I typically don’t ask for a quote upfront since they are very fair with their business and billing practices.
I could definitely see a large law firm (Orrick, Venable, Cooley, Fenwick) doing what you describe. I’ve worked with 2 firms just listed, and their billing practices were ridiculous.
I’ve had a lot more success (quality and price) working with boutique law firms, where your point of contact is always a partner instead of your account permanently being pawned off to an associate.

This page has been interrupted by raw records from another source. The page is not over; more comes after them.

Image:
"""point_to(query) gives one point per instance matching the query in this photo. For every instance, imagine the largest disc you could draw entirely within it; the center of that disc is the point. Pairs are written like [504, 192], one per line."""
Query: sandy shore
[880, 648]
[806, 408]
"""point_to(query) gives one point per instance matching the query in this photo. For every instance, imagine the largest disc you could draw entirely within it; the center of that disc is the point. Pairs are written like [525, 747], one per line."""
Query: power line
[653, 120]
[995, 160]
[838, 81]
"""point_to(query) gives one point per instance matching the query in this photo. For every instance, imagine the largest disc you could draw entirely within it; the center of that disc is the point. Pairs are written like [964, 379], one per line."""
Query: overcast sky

Email is in profile if you want an intro to the law firm I use. Great boutique firm based in Bay Area and extremely good price/quality/value.
Yeah the industries LLMs will disrupt the most are the ones who gatekeep busywork. SWE falls into this to some degree but other professions are more guilty than us. They dont replace intelligence they just surface jobs which never really required much intelligence to begin with.
I really doubt that, actually. The only thing that LLMs are truly good for is to create plausible-sounding text. Everything else, like generating facts, is outside of its main use case and known to frequently fail.